The Samahang Basketbol ng Pilipinas (SBP) and Philippine Basketball Association (PBA) will meet this week to finalize the list of pros that will join the Gilas Pilipinas pool from where the team that will play in the February window of the Fiba Asia Cup will come from.

But, unlike in the past when players readily answered calls to play for flag and country, SBP president Al Panlilio believes that this time will be much different.

“We will be putting them in another bubble-type environment,” Panlilio told the Inquirer over the phone on Saturday. “That’s why we don’t want to release the names of the PBA players yet. The SBP is cognizant of the sensitivities surrounding such an announcement. And because of the bubble, some of those players might not want to go.”

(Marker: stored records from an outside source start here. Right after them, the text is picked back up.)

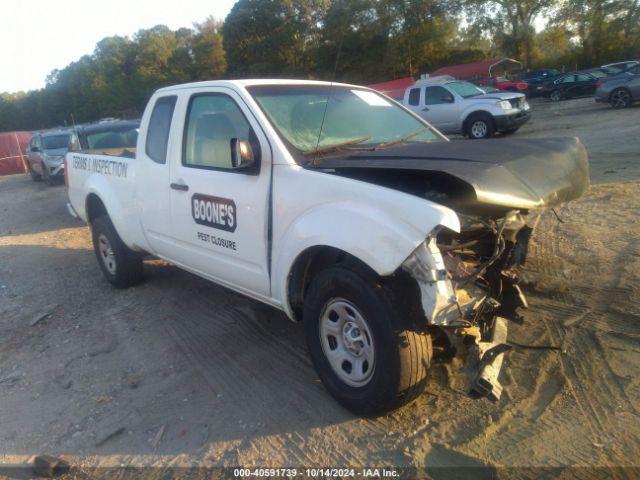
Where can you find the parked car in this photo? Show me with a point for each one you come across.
(507, 85)
(340, 207)
(620, 91)
(535, 79)
(598, 72)
(114, 137)
(46, 155)
(459, 107)
(570, 85)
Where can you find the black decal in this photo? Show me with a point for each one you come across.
(214, 212)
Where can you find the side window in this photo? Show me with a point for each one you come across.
(437, 95)
(414, 96)
(213, 120)
(158, 132)
(74, 143)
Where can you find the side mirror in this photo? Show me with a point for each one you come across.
(241, 154)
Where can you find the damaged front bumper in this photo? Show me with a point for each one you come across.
(469, 289)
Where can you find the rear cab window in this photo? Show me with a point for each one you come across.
(414, 96)
(159, 126)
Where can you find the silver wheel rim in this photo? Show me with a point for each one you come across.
(479, 129)
(620, 98)
(106, 254)
(347, 342)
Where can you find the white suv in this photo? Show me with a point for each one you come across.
(459, 107)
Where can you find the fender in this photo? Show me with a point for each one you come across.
(373, 235)
(120, 206)
(471, 111)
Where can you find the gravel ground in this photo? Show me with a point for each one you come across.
(181, 372)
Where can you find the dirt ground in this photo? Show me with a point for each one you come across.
(181, 372)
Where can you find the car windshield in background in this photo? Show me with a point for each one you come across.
(113, 139)
(353, 118)
(465, 89)
(55, 142)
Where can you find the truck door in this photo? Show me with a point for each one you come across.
(153, 154)
(440, 109)
(35, 154)
(220, 214)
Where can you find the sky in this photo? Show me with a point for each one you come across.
(38, 36)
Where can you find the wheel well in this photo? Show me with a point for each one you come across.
(620, 88)
(95, 208)
(309, 264)
(476, 114)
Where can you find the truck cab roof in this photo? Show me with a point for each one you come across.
(252, 83)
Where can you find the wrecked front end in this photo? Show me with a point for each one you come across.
(468, 280)
(469, 289)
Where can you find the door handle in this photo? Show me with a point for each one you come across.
(180, 186)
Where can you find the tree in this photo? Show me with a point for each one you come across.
(512, 22)
(208, 52)
(272, 37)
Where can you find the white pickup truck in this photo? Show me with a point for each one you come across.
(343, 209)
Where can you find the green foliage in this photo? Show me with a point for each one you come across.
(361, 41)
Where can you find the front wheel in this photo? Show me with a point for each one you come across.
(620, 98)
(366, 352)
(36, 177)
(121, 267)
(480, 126)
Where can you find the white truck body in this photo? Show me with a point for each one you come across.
(336, 205)
(150, 216)
(453, 106)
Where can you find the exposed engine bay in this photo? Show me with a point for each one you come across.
(469, 279)
(482, 262)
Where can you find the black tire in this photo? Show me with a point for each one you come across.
(555, 96)
(480, 125)
(620, 98)
(402, 350)
(36, 177)
(122, 267)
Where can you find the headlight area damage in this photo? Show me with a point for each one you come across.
(469, 289)
(468, 280)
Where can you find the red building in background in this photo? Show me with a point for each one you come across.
(13, 148)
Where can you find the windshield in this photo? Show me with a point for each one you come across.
(465, 89)
(353, 118)
(113, 139)
(54, 142)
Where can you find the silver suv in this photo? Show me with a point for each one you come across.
(46, 155)
(459, 107)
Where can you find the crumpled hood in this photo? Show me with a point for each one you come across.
(496, 96)
(56, 152)
(514, 173)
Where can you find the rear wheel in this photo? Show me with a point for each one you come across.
(555, 96)
(366, 352)
(620, 98)
(480, 126)
(121, 267)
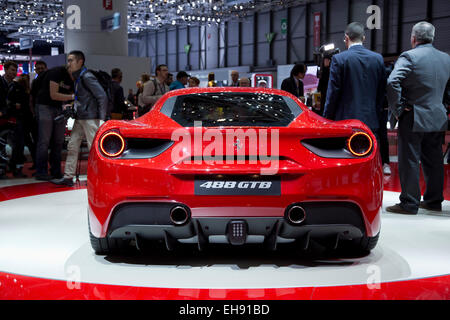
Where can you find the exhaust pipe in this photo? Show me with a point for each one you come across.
(179, 215)
(296, 215)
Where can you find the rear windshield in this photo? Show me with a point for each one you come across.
(232, 109)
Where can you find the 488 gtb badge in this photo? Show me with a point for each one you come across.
(270, 186)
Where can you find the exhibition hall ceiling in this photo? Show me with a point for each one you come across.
(44, 20)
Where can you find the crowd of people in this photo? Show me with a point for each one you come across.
(355, 84)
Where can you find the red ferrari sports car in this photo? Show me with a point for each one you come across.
(236, 166)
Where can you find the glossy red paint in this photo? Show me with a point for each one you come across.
(18, 287)
(304, 176)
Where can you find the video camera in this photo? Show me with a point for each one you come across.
(327, 51)
(67, 112)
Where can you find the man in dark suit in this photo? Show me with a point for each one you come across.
(293, 84)
(357, 82)
(415, 90)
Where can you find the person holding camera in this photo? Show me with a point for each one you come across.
(6, 81)
(357, 82)
(53, 90)
(90, 107)
(294, 84)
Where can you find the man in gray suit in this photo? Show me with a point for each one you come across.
(415, 90)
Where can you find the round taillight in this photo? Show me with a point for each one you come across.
(360, 144)
(112, 144)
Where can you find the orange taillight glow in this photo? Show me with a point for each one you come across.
(360, 144)
(112, 144)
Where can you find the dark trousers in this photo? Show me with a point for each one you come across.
(50, 136)
(384, 142)
(17, 157)
(413, 148)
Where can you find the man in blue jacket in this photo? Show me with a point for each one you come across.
(357, 82)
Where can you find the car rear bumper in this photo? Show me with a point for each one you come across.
(333, 220)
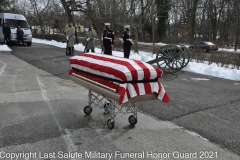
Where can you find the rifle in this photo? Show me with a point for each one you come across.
(85, 47)
(67, 48)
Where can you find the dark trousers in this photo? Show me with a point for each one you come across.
(21, 39)
(108, 49)
(7, 39)
(70, 51)
(87, 50)
(126, 51)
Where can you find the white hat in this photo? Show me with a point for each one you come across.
(127, 26)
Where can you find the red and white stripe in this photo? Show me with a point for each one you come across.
(115, 67)
(121, 69)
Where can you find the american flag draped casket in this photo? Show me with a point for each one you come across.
(128, 77)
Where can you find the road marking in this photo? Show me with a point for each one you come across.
(2, 69)
(200, 79)
(66, 134)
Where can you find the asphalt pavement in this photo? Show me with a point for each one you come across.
(42, 115)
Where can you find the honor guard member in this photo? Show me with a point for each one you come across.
(90, 35)
(108, 39)
(70, 39)
(127, 41)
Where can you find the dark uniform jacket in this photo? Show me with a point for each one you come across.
(6, 31)
(108, 34)
(20, 33)
(126, 36)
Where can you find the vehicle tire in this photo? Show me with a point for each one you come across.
(110, 124)
(87, 110)
(132, 120)
(106, 108)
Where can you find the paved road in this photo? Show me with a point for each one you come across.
(205, 105)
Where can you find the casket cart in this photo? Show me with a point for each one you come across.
(116, 84)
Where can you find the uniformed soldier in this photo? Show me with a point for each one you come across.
(90, 35)
(108, 39)
(127, 41)
(70, 39)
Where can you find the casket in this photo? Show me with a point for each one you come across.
(128, 77)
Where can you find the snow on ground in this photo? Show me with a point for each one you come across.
(200, 68)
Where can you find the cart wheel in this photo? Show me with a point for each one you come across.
(110, 124)
(132, 120)
(106, 107)
(171, 58)
(87, 110)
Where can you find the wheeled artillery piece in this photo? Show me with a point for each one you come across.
(171, 58)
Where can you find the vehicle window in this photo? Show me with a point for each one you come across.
(13, 23)
(209, 43)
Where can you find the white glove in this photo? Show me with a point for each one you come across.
(130, 40)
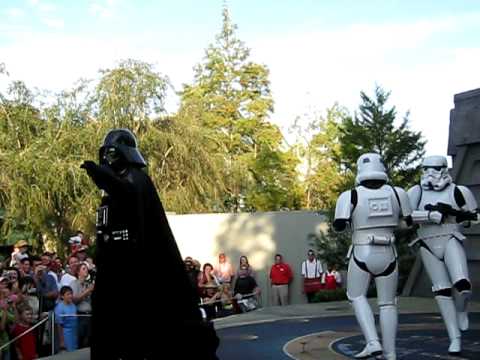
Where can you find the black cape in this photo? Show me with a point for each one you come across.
(143, 302)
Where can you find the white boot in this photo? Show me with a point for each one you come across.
(461, 304)
(390, 356)
(388, 324)
(373, 348)
(365, 319)
(449, 314)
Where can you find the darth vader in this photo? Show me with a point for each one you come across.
(143, 300)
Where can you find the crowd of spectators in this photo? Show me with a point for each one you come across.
(32, 289)
(222, 290)
(226, 289)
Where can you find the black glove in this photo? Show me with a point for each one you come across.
(466, 216)
(442, 208)
(89, 165)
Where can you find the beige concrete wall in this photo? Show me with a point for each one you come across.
(259, 236)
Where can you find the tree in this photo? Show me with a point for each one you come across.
(46, 196)
(130, 94)
(317, 144)
(373, 130)
(231, 96)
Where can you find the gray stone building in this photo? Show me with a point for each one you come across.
(464, 148)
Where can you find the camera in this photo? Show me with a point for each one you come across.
(75, 240)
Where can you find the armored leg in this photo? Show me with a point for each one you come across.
(357, 286)
(442, 285)
(387, 302)
(456, 263)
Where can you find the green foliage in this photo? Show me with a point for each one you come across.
(42, 189)
(130, 94)
(318, 145)
(373, 130)
(231, 97)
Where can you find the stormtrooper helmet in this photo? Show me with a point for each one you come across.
(370, 167)
(435, 174)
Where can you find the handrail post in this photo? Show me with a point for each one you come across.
(53, 332)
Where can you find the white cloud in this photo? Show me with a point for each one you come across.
(53, 23)
(103, 9)
(47, 7)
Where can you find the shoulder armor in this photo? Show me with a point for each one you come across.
(469, 202)
(343, 210)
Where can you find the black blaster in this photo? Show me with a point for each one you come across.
(448, 210)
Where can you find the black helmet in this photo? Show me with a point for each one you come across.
(125, 143)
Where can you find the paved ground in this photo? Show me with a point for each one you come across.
(306, 331)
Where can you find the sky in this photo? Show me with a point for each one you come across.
(319, 52)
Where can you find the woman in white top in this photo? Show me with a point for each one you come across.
(312, 274)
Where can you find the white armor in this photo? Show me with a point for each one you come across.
(440, 242)
(373, 213)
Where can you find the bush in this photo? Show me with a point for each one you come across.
(330, 295)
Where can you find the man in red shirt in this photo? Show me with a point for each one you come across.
(280, 276)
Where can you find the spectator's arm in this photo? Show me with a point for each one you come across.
(84, 294)
(338, 277)
(18, 351)
(304, 265)
(61, 337)
(3, 320)
(290, 273)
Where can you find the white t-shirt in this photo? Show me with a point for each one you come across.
(312, 269)
(338, 277)
(67, 280)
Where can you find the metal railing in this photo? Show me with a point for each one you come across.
(24, 333)
(51, 316)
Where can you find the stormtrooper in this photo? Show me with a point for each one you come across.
(132, 226)
(373, 209)
(439, 206)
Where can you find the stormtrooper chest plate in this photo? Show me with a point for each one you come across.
(375, 208)
(434, 197)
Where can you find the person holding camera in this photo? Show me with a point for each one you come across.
(82, 289)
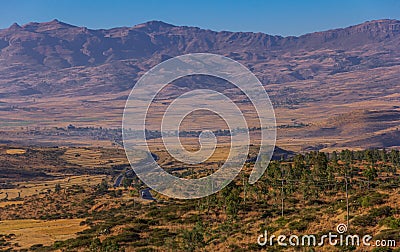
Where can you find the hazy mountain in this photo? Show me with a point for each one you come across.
(54, 73)
(54, 56)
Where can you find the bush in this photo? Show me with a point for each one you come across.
(298, 225)
(373, 199)
(364, 221)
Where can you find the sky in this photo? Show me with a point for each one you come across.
(276, 17)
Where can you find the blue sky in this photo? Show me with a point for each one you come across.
(272, 17)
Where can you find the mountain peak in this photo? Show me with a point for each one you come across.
(154, 25)
(14, 26)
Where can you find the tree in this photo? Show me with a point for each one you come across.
(371, 173)
(194, 239)
(57, 188)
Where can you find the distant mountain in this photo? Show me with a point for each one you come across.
(52, 57)
(54, 74)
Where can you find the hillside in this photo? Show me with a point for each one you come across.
(55, 73)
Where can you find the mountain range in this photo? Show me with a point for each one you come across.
(311, 78)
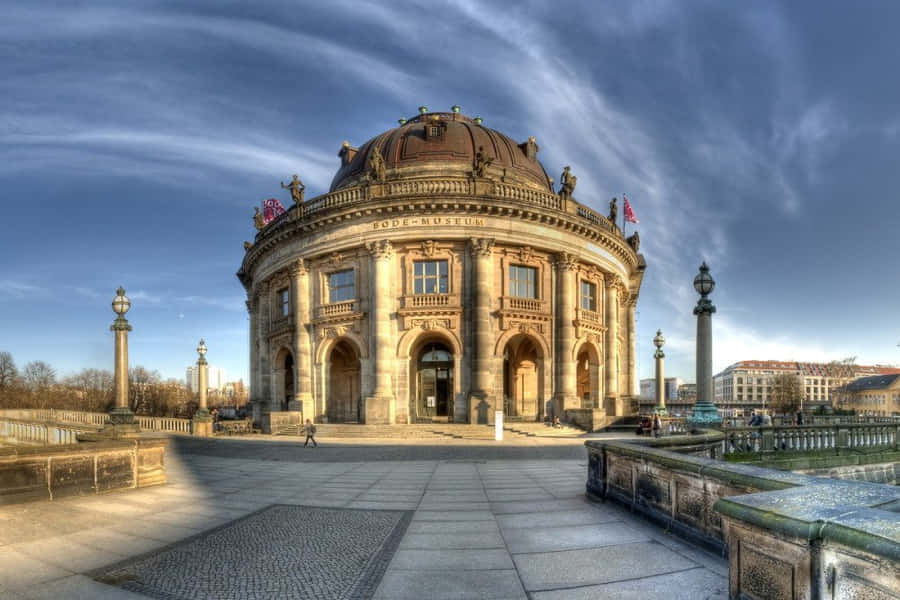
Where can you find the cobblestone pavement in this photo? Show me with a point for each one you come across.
(482, 526)
(279, 552)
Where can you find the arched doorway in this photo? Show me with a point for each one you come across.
(522, 378)
(288, 375)
(587, 375)
(343, 384)
(434, 381)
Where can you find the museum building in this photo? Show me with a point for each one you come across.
(442, 278)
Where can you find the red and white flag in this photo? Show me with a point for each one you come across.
(629, 214)
(271, 209)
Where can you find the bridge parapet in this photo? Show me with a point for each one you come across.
(787, 535)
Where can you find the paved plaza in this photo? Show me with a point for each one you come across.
(352, 520)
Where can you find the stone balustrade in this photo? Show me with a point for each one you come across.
(787, 535)
(812, 438)
(50, 472)
(166, 424)
(14, 432)
(324, 311)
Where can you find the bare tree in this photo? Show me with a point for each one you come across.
(8, 371)
(787, 393)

Panlilio said that it was the recommendation of Gilas program director Tab Baldwin that the players be put in a closed environment for “3-4 weeks” to learn the system as Gilas battles South Korea twice and Indonesia once from Feb. 18-22, looking for one win that would shove the Philippines in the continental championship.

Kouame citizenship

The SBP president said that they had already told PBA commissioner Willie Marcial of Gilas’ wish list of 29 PBA players, and that they would like to end the scheduled meeting this week knowing who are those willing to play and be in a bubble similar to what the players had to endure during the Philippine Cup in Clark last year.

“Some of our players might not want to go through that again,” Panlilio said.

Korea will reportedly be sending its best team for that window, and Panlilio, understandably so, wants the Philippines to also be represented by its best for those two games and the one against Indonesia.

Indonesia won’t be a pushover, with the team having a naturalized player, which Team Philippines won’t have the luxury of with Ange Kouame yet to get his clearance from Congress.

“He’s definitely out for this window,” Panlilio said of Kouame, whose citizenship is still pending with the House of Representatives going on recess before it could do the second reading on the case of the Ateneo standout in the UAAP.

It would have been a great showcase for Kouame to play with a Gilas team bannered by pros against a Korean side that has a naturalized player in Ra Gun-ah, also known as Ricardo Ratliffe, the former Purefoods import in the PBA.

“He (Kouame) will be with Gilas in the Asia Cup at the earliest,” Panlilio said. “It (naturalization) is a really long process and we have to respect it.”

Kouame’s presence would have been a big boost as this basketball-crazed nation has followed Gilas games passionately.

The window will be held at Angeles University Foundation, the same venue of the highly-successful Philippine Cup won by Barangay Ginebra over TNT.

Noncommittal

For his part, Marcial said that the league still cannot commit any of its players, though “we will definitely lend them for as long as they are available,” as a lot of the players who made up past Gilas Pilipinas teams are abroad with their families.

“We don’t really know when they are scheduled to return, what with the travel bans and everything,” Marcial said. “But definitely, if the SBP wants a certain player, the PBA is ready to help—provided that player is available.”

Marcial said that the next PBA season is slated to start in April, which means that most of the players who are abroad with their families are not scheduled to return until late-February or early in March.

“Putting them in a bubble again will be a big consideration for all of the candidates,” Marcial said. “I know the mental strain a lot of them (players) suffered during the Philippine Cup, that’s why the PBA, as much as possible, wouldn’t want to put players in such an environment for long periods again.”

Marcial also said that the league is targeting holding at least two conferences for its 46th Season this year, though they will shoot to stage all three if possible.

Holding tournaments in a closed-circuit environment is the most ideal way, Marcial said, after the league spent more than P65 million for the Philippine Cup.